The modus operandi unfolds with the exploitation of a known vulnerability, CVE-2021-22205, a remote code execution vector exploited previously by Indonesian actors to deploy crypto miners. A successful breach sets the stage for the retrieval of a dropper shell script from a C2 server. This script takes charge of establishing persistence, orchestrating lateral movements via hijacked SSH credentials, and installing supplementary binaries sourced from a Concealed Gitlab Repository.
In the course of the LABRAT operation, TryCloudflare ingeniously served as a redirect tool, steering connections toward a password-protected web server hosting a malevolent shell script.
By capitalizing on the legitimate TryCloudflare infrastructure, assailants cleverly sow confusion, making it arduous for defenders to isolate subdomains as malicious, especially if the service is also used for benign purposes.
Undeniably, TryCloudflare’s role as an unwitting accomplice in this digital chess game underscores the complexities of modern-day cyber warfare. The utility, designed to establish a Cloudflare Tunnel sans the addition of a site to Cloudflare’s DNS, unwittingly emerges as a pawn in a grander, more nefarious scheme.
The implications ripple further, as this covert infrastructure serves to establish communication channels from compromised hosts, effectively rendering victim networks susceptible to infiltration.
Threat Actor Abused PwnKit for Privilege Escalation
In a tactical shift, the adversary pivoted to a different maneuver, substituting a Solr server for TryCloudflare. This facilitated the downloading of an exploit for PwnKit (CVE-2021-4034) from the same concealed GitLab repository.
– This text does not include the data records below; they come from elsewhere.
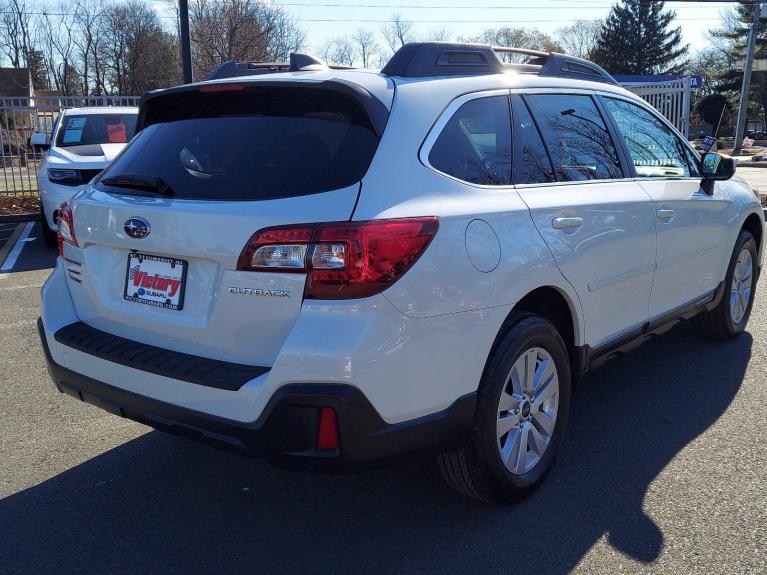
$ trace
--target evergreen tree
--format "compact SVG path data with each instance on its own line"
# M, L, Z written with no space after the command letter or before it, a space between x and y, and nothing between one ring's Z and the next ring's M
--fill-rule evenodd
M732 66L721 76L719 82L719 89L730 92L733 96L740 93L743 83L743 64L746 60L752 16L753 5L742 4L726 15L724 25L720 29L711 32L715 38L725 42L727 55L740 64L740 66ZM754 60L765 58L767 58L767 24L760 22ZM751 90L748 99L749 108L758 105L762 109L763 117L767 119L767 72L751 72ZM751 116L751 110L749 116Z
M611 74L674 74L686 62L682 29L663 2L623 0L610 10L592 59Z
M35 90L48 90L48 70L45 65L45 56L40 50L30 50L27 54L27 67L32 77L32 87Z

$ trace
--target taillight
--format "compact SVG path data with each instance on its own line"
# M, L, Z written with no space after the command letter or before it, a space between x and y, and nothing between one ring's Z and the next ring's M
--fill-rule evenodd
M64 242L77 247L77 238L75 237L75 219L72 215L72 206L69 202L61 204L57 214L56 224L59 227L59 231L56 233L56 237L59 240L59 255L64 255Z
M238 270L303 272L315 226L264 228L253 234L237 260Z
M250 238L237 269L306 273L307 299L368 297L410 269L438 227L428 216L265 228Z

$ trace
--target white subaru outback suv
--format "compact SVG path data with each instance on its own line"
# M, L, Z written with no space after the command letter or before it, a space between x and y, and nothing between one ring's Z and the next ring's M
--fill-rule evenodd
M437 454L511 502L573 382L692 318L745 328L759 200L592 63L422 43L147 94L65 204L40 334L57 388L283 468Z
M84 188L133 137L138 108L70 108L56 118L53 131L35 134L48 147L37 174L43 239L56 245L59 206ZM41 139L41 140L40 140Z

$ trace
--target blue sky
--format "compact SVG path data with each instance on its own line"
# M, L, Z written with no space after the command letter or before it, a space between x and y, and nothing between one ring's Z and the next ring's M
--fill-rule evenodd
M417 30L447 28L453 36L472 36L499 26L535 27L554 32L575 20L604 18L612 0L275 0L308 31L312 47L328 38L351 34L360 26L378 31L398 12ZM719 24L732 2L667 2L677 13L685 41L700 49L707 31Z
M29 7L59 6L56 0L33 1ZM115 0L104 0L112 2ZM144 0L169 24L169 4L175 0ZM226 1L226 0L223 0ZM307 31L310 48L329 38L352 34L360 27L380 33L399 13L414 23L417 33L446 29L451 37L475 36L486 28L524 26L553 33L576 20L605 18L616 0L265 0L283 7ZM190 0L194 2L194 0ZM65 4L61 4L65 5ZM736 2L672 2L684 39L694 50L704 48L708 30ZM380 35L380 34L379 34Z

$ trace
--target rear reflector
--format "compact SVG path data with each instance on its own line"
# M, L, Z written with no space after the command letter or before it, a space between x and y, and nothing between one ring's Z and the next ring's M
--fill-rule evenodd
M253 234L238 270L307 274L307 299L382 292L410 269L437 233L435 216L300 224Z
M335 451L338 449L338 423L332 407L320 408L320 428L317 431L317 449Z

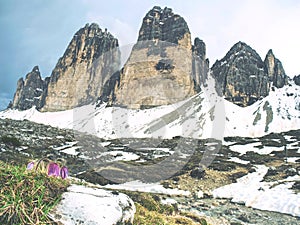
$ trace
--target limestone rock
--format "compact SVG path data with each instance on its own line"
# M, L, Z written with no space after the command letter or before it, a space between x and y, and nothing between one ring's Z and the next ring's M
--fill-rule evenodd
M268 75L257 52L243 42L236 43L211 70L217 91L237 105L251 105L269 93Z
M287 84L287 75L283 69L281 62L275 58L272 49L266 55L265 72L268 74L269 81L277 88L282 88Z
M220 95L239 105L248 106L269 94L270 87L288 83L281 62L269 50L264 61L243 42L235 44L224 58L211 68Z
M209 70L209 61L206 58L206 45L198 37L194 40L193 51L193 79L195 90L200 92L201 85L205 85Z
M191 48L190 31L185 20L172 9L154 6L144 17L138 42L160 40Z
M300 74L298 76L294 76L293 80L296 85L300 86Z
M115 82L110 82L115 84L109 89L112 102L128 108L148 108L196 94L200 90L198 73L204 65L205 44L200 39L195 43L193 48L189 28L181 16L170 8L153 7L143 19L138 42L124 68Z
M204 41L200 40L198 37L194 40L193 52L202 60L206 60L206 45Z
M87 24L72 38L52 71L43 111L59 111L91 103L119 68L118 40L97 24Z
M18 80L17 90L10 107L20 110L30 109L33 106L39 108L44 90L45 82L41 78L39 67L35 66L26 75L25 80L23 78Z
M134 202L125 194L72 185L50 212L59 224L115 225L133 222Z

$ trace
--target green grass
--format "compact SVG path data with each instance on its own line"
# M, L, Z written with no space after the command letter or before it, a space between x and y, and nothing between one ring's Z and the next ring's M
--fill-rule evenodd
M48 177L44 170L28 171L0 161L0 224L56 224L48 217L72 181ZM164 205L156 194L124 191L134 202L133 225L207 225L205 218Z
M0 224L52 224L49 211L68 181L0 161Z

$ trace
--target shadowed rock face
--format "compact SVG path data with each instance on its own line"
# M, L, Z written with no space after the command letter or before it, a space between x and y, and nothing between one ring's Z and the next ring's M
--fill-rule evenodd
M287 76L281 62L275 58L273 51L270 49L266 55L265 72L268 74L269 81L277 88L282 88L287 84Z
M270 86L287 83L281 62L270 50L263 62L257 52L243 42L236 43L211 68L220 95L240 106L248 106L269 94Z
M294 82L295 82L296 85L300 86L300 74L298 76L295 76L293 78L293 80L294 80Z
M81 28L52 71L43 111L91 103L120 62L118 40L97 24Z
M200 90L206 65L205 44L197 38L192 46L185 20L170 8L155 6L144 17L119 78L114 78L112 103L147 108L186 99Z
M42 104L42 94L46 83L42 80L39 67L35 66L25 77L20 78L17 83L17 90L10 108L26 110L32 106L40 107Z
M190 37L190 30L185 20L174 14L172 9L154 6L144 17L139 31L138 42L148 40L160 40L174 44L191 47L191 42L185 36ZM185 41L183 44L182 42Z

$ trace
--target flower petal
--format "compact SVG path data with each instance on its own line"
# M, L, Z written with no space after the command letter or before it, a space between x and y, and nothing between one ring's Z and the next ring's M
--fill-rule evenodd
M34 162L30 162L27 164L27 170L32 170L34 167Z
M60 175L59 173L60 168L57 163L51 162L48 165L48 176L55 176L58 177Z
M63 166L61 169L60 169L60 176L62 179L65 179L69 176L69 171L68 171L68 168Z

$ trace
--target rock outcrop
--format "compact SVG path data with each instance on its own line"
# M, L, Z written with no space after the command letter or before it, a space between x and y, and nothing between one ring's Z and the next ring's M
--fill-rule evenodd
M172 9L154 6L144 17L138 42L160 40L191 48L191 33L185 20Z
M59 224L132 224L135 211L125 194L72 185L50 217Z
M45 91L46 83L41 78L39 67L35 66L25 77L20 78L17 83L17 90L10 108L26 110L33 106L40 108L42 105L42 95Z
M257 52L243 42L236 43L211 68L217 91L240 106L251 105L269 92L264 62Z
M300 86L300 74L298 76L294 76L293 80L296 85Z
M128 108L147 108L196 94L203 80L199 73L206 63L202 63L204 42L197 39L195 44L193 47L189 28L181 16L170 8L153 7L143 19L138 42L119 78L113 78L112 102Z
M275 58L272 49L270 49L266 55L265 72L268 74L269 81L277 88L282 88L287 84L287 76L283 69L281 62Z
M251 105L267 96L272 85L281 88L287 83L283 66L272 50L263 62L258 53L243 42L236 43L211 70L218 93L239 106Z
M87 24L71 40L52 71L43 111L71 109L95 101L119 69L118 40L97 24Z

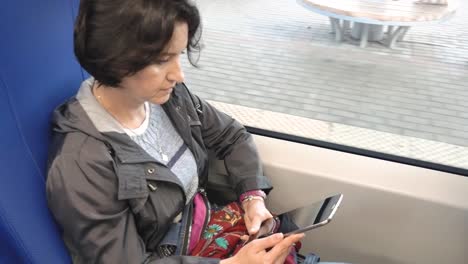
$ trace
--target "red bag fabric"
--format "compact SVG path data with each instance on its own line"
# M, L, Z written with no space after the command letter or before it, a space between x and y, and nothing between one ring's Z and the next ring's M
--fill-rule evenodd
M235 255L244 245L240 238L248 235L244 211L240 204L232 202L221 209L211 210L210 221L190 255L225 259ZM293 248L285 264L295 264L300 243Z
M212 210L210 221L200 240L192 250L192 256L224 259L232 256L240 237L248 235L243 210L238 203L230 203L221 210Z

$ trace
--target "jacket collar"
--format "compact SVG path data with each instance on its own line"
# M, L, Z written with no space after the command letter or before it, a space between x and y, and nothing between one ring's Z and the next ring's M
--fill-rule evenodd
M109 132L98 131L84 109L86 104L93 103L90 101L94 100L94 97L90 98L89 95L86 98L86 93L90 93L87 86L91 82L91 78L84 81L76 97L57 107L52 118L53 131L64 134L82 132L96 138L111 147L115 156L123 163L155 161L123 131L118 129L108 129L111 130ZM162 107L185 144L191 148L192 137L190 125L187 121L186 100L184 100L181 93L183 89L185 89L183 84L177 85L169 100Z
M183 98L183 89L185 87L178 85L169 101L162 107L185 144L192 149L192 137L185 103L187 101ZM81 132L103 142L109 148L114 159L118 160L117 166L119 168L116 173L119 179L119 199L144 198L148 195L146 179L154 179L155 174L149 172L156 170L154 163L157 161L127 134L117 131L99 132L76 97L57 107L53 113L52 123L53 131L56 133ZM136 172L136 167L133 165L135 163L148 164L141 166L141 172ZM173 177L168 178L164 175L162 177L164 179L161 180L171 181L181 186L181 183Z

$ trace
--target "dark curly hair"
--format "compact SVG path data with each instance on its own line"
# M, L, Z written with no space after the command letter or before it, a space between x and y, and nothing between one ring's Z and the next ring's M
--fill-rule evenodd
M187 55L196 66L200 14L188 0L81 0L74 30L75 56L100 84L116 87L122 78L156 63L176 23L188 25Z

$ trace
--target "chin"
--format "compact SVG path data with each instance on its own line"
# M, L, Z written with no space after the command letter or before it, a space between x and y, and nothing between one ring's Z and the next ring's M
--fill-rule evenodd
M169 101L169 98L171 98L171 94L168 94L166 96L153 97L151 98L150 103L162 105Z

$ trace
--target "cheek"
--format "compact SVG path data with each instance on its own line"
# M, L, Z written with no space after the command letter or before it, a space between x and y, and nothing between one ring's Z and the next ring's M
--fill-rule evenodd
M150 65L137 73L140 82L157 81L164 78L164 68L157 65Z
M155 67L138 77L139 86L144 87L144 90L146 91L154 92L155 90L163 88L162 84L164 83L164 78L164 71Z

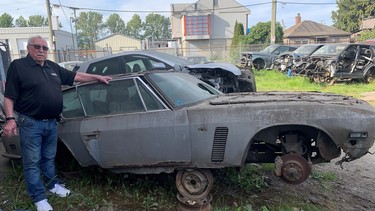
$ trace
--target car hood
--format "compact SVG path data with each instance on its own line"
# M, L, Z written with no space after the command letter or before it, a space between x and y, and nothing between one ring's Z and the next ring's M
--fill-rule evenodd
M233 73L234 75L241 75L241 70L234 64L230 63L220 63L220 62L212 62L212 63L205 63L205 64L192 64L186 66L188 69L223 69Z
M257 52L257 51L253 51L253 52L244 52L246 54L251 54L253 57L254 56L264 56L264 57L273 57L275 56L274 54L272 53L262 53L262 52Z
M210 100L211 105L257 104L257 103L315 102L320 104L354 105L368 104L349 96L320 92L254 92L227 94Z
The goal here was to elevate privileges and secure another file, though its accessibility had been severed.
Amidst this intricate interplay of tactics, payloads emerged, each designed to further the attacker’s financial agenda. A utility known as Global Socket (gsocket) surfaced, furnishing remote access, while discrete binaries paved the way for the execution of cryptojacking and proxyjacking missions, employing recognized services like IPRoyal and ProxyLite.
Concealing the mining processes, a kernel-rootkit, aptly named hiding-cryptominers-linux-rootkit, was also used. To ensure persistence and dominance, a Go-based executable was introduced, adept at eliminating rival mining processes and earlier versions of itself, thereby maximizing resource utilization and subsequent earnings.
Undetected breaches fuel greater gains for the attacker, and amplify the costs borne by the victim. This enigmatic operation serves as a stark reminder of the evolving landscape of cyber threats, where ingenuity and exploitation go hand in hand, producing high-stakes outcomes for both attackers and victims.